Following Euler's $196 million flash loan attack on March 13, CEO of Euler Laboratories Michael Bentley described the "hardest days" of his life on March 17. He retweeted a user who said that six separate firms have conducted 10 audits of Euler, and he added that the website "has always been a security-minded initiative."
Blockchain security companies such Halborn, Solidified, ZK Labs, Certora, Sherlock, and Omnisica audited Euler Financial's smart contracts from May 2021 until September 2022. With risk levels ranging from extremely low and informational to critical, Halborn evaluated its risk assessment by evaluating the "likelihood of a security occurrence" and its possible impact; Euler received "nothing greater than low risk."

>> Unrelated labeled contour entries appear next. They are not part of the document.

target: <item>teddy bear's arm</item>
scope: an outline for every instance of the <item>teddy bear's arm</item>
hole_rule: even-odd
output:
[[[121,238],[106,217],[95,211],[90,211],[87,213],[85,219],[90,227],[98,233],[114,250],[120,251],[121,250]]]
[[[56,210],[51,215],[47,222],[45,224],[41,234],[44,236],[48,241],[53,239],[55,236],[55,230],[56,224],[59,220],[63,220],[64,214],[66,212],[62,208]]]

In December 2022, Halborn's audit reported that it had found "an overall satisfactory outcome" after "examining and studying" 23 smart contracts over the course of a month, noting just "two low risks and three informational" issues. Euler claims that after analyzing Halborn's insurance, it determined that the risks "present no substantial hazards."
The basic swapper implementation of Euler was changed to address several "incorrect paradigms" and how the swap mode was "managed by the software" by Omnisica, a blockchain security company. Euler claimed in the report that these issues had been "fully dealt with" and that "no unresolved issues" remained. On March 16, just hours after Euler offered a $1 million reward for information leading to the hacker's capture, the protocol's hacker started transferring money using the cryptocurrency mixer Tornado Cash.
In a recent Twitter thread, Bentley alleged that the breach forced him to "sacrifice time" with his newborn child and that he will never "forgive the attacker," but he also applauded security experts who are "working on leads" for the investigation. Euler sent out a warning with just 24 hours left before the bounty, threatening to launch one "that leads to your jail and the return of all monies" if 90% of the money wasn't returned in that time.